Figure 6: Height distribution stratified by Diet.

5 Discussion/Conclusion

5.1 Summary and Interpretation

In this READy exercise, we cleaned a small dataset (originally n=10) of height/weight/gender variables with two additional variables sleep/diet. We used basic plots and three linear regression models with height as the outcome. However, our analysis showed weak correlation across the new variables. Weight ended up not being a significant predictor, and the addition of gender did not change that. Sleep and diet also did not show association with height.

5.2 Strengths and Limitations

A great strength of this project is how reproducible the workflow is. All code and results are in respective relative paths accessable via our report.qmd.

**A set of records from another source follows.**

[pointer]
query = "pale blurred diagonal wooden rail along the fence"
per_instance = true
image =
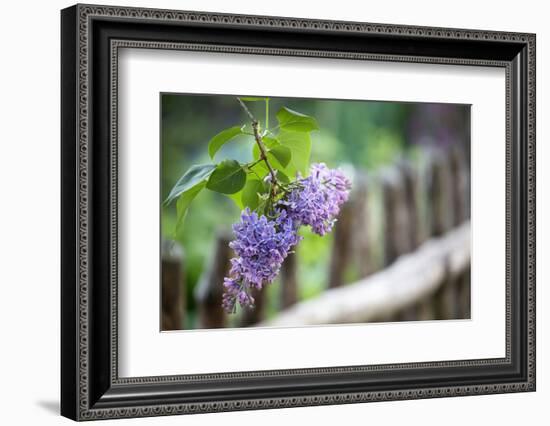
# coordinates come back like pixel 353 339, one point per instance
pixel 411 278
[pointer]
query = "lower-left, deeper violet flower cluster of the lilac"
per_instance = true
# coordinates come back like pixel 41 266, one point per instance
pixel 261 245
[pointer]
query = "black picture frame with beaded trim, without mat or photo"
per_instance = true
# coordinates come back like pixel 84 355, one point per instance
pixel 90 386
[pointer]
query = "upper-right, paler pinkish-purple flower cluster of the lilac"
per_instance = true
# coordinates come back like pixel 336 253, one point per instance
pixel 318 199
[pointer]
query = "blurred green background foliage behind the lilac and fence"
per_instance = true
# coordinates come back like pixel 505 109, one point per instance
pixel 363 134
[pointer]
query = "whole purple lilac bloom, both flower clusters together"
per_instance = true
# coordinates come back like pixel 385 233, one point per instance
pixel 262 244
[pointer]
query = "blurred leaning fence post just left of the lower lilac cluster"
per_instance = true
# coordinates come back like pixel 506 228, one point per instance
pixel 209 291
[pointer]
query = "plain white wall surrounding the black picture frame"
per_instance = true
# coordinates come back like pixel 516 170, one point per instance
pixel 29 225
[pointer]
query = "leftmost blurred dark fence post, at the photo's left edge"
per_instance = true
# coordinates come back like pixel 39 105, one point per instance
pixel 173 288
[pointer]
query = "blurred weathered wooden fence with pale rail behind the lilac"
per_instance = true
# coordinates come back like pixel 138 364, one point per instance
pixel 415 268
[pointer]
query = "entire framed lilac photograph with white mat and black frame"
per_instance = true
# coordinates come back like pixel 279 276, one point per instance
pixel 263 212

The weaknesses lie in our small dataset, and imaginary data. Sleep and diet were added with no intention of creating a mock-significant result. Therefore, we should treat the results of this study as a learning exercise, and not draw conclusions from it.

This paper (1) discusses types of analyses.

These papers (2,3) are good examples of papers published using a fully reproducible setup similar to the one shown in this template.

Note that this cited reference will show up at the end of the document, the reference formatting is determined by the CSL file specified in the YAML header. Many more style files for almost any journal are available. You also specify the location of your BibTeX reference file in the YAML. You can call your reference file anything you like.

6 References

1.
Leek JT, Peng RD. Statistics. What is the question? Science (New York, N.Y.). 2015;347(6228):1314–1315.
2.
McKay B, Ebell M, Billings WZ, et al. Associations Between Relative Viral Load at Diagnosis and Influenza A Symptoms and Recovery. Open forum infectious diseases. 2020;7(11):ofaa494.
3.
McKay B, Ebell M, Dale AP, et al. Virulence-mediated infectiousness and activity trade-offs and their impact on transmission potential of influenza patients. Proceedings. Biological sciences. 2020;287(1927):20200496.